Il y a quelques jours, je me suis rendu chez Panavison Alga Techno faire les rendus suite à mon dernier tournage et vérifier que je n’avais rien oublié comme matos perso. L’équipe du magasin m’a renvoyé, goguenarde, à l’étage, sur la mezzanine où s’entasse pêle-mêle tout le matériel que les assistants laissent en dépôt« entre deux tournages ».
C’est un capharnaüm indescriptible de roulantes, meubles vidéo, cantines, glacières, caisses en tout genre, cartons éventrés en équilibre précaire, sacs de face, rouleaux de gélatine et de cinéfoil qui jonchent cet espace librement mis à disposition par la société Panavision.
Pour ma part, je trouve cette situation choquante. Nous abusons d’un service rendu par Alga. Comment se fait-il que nous soyons passé d’une solution de stockage provisoire à un foutoir permanent dont plus aucun assistant concerné ne semble se soucier. Paul Blanchon me dit que plus de la moitié de ce matériel ne sort plus, qu’il est en quelque sorte à l’abandon. A mon avis, rassembler sa bijoute doit relever de techniques de terrassement archéologique. Il n’est pas étonnant dès lors que certains assistants déplorent les dégâts infligés à leur matériel personnel, quand ce ne sont pas simplement des vols.
Il y a là pour l’association que nous sommes matière à réflexion. D’un point de vue légal, au delà d’un an et un jour, « la possession vaut titre ». En clair, tout ce qui s’entasse là-haut depuis plus d’un an appartient à Alga. Et libre à la société de s’en débarrasser. Cela fait sourire Xavier Gateau qui ne souhaite évidemment pas en arriver à cette extrémité. Il est au contraire très attaché à ce service dont il a fixé les règles élémentaires (annexes 2 ici et 3 ici). Mais Panavision étant le seul loueur à proposer cette solution, les bijoutes reviennent systématiquement ici, alors qu’il ne s’agit pas toujours d’un tournage maison et que l’assistant ne sait pas quand et où il va travailler de nouveau. Par ailleurs, on ne peut que s’inquiéter de savoir qu’il y a sans doute dans ce débarras des matières volatiles et inflammables (alcool, acétone, colle, spray…) susceptibles de déclencher un incendie. On peut toujours se dire que ça n’arrivera pas. Jusqu’ici, tout va bien…
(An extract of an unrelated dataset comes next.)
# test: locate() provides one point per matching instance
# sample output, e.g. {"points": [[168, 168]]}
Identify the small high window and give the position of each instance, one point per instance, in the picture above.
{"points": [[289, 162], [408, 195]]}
Certes, nous sommes les clients de Panavision puisque mandatés par la production. Mais il en va de l’esprit de collaboration que l’assistant se doit d’entretenir avec le loueur. Nous, dont l’exigence est de garantir le bon fonctionnement du matériel et la qualité technique du film tout au long du tournage, nous tournerions radicalement le dos à nos réflexes professionnels au retour du matériel chez ce loueur. Or un travail bien fait est un travail bien fini et les rendus de matériel sont aussi le moment de ranger correctement sa bijoute, de rapatrier chez soi ce qui peut l’être et de « laisser l’endroit aussi propre qu’il était en rentrant, merci ».
Je m’interroge également sur le sens de notre solidarité professionnelle lorsque tout ce matériel semble avoir été soulevé par une tornade.
* Il s’agit de stagiaires régie ou de machinos qui ont abandonné le matos là où ils le pouvaient. Ce n’est pas leur travail. Ils rendent service.
* Les assistants n’entreposent pas correctement leur bijoute, découragés par le bazar qui règne…
* Pire encore, il y en aurait parmi nous, sans aucune considération pour le matériel qui ne leur appartient pas, qui balanceraient où c’est possible tout ce qui se trouve en travers de leur chemin. Cela doit rassurer tout-à-fait l’équipe Panavision qui nous confie son matériel.
Il n’y a pas de solution individuelle pour améliorer la situation. Il faudrait un effort commun et continu de tous, une discipline de chacun, pour que cette zone de stockage provisoire soit propre, durablement exploitable et sans danger. Et par la vertu de l’exemple, ce lieu commun le resterait. Un grand nettoyage de printemps s’impose.